Another significant factor is that transactional costs can turn selling an asset at a price than was paid for it into a loss.  That is particularly true for real estate sales.  The transfer taxes, real estate commissions, and capital gains taxes can be well over 30%, if not higher for a transaction.  Losing money after selling for more than a 25% gain should convince all that passive investing for the long term is the most desireable strategy in real estate. 

This was perhaps summed up best by Warren Buffett, considered by many to be the greatest investor of all time, when he stated that in not being a passive owner with a long term horizon for holding the asset, money will be lost from excessive transactions as, "For investors as a whole, returns decrease as motions increase."

Therefore, a rise in interest rates should not deter anyone from real estate investing.
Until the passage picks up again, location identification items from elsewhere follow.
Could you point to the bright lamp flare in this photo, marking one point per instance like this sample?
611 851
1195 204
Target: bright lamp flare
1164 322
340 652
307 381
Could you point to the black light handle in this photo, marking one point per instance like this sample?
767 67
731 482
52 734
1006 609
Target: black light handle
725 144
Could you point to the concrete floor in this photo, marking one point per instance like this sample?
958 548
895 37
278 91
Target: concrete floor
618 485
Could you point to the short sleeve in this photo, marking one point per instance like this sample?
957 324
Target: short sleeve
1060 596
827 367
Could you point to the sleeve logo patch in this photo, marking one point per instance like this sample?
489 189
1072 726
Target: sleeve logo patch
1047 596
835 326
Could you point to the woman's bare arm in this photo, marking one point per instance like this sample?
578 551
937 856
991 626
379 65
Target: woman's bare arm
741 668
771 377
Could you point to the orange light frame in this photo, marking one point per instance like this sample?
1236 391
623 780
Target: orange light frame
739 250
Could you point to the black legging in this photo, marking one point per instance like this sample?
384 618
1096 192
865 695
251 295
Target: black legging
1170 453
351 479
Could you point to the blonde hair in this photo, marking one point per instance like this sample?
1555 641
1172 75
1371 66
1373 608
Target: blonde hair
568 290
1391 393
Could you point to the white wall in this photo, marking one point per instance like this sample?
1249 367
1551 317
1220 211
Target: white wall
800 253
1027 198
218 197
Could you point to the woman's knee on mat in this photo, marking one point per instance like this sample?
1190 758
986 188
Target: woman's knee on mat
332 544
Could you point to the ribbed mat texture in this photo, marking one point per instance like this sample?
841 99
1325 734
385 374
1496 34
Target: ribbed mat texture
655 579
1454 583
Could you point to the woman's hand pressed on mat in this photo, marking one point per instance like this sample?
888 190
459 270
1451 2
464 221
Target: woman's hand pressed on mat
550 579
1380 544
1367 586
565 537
There should always a margin of safety for any transaction.  That is particularly true for investing in real estate when a mortgage can be 30 years long.  That time period obviously allows an investor plenty of opportunities to raise the rent.  As rent historically increases about 5% a year, that means over the length of a 30-year mortgage the rent will double twice.  

So a housing renting for $1000 a month for year 1, will be renting for more than $2000 a month at year 15, with the 5% annual increase.  At year 30, the monthly rent will be over $4000.  But if the 30-year mortgage is at a fixed rate, which is always prudent, it will still be the same as it was for the first month.  At the end of the thirty-year mortgage, the house will be owned free and clear with rental income coming in at $4000 a month clip and increasing 5% yearly (the yearly increase at this stage will be almost equal to the $1000 beginning rent).

That basic scenario demonstrates clearly why passive investing with a long approach should not be bothered by mortgage interest rates rising and is obviously the best way to go in real estate.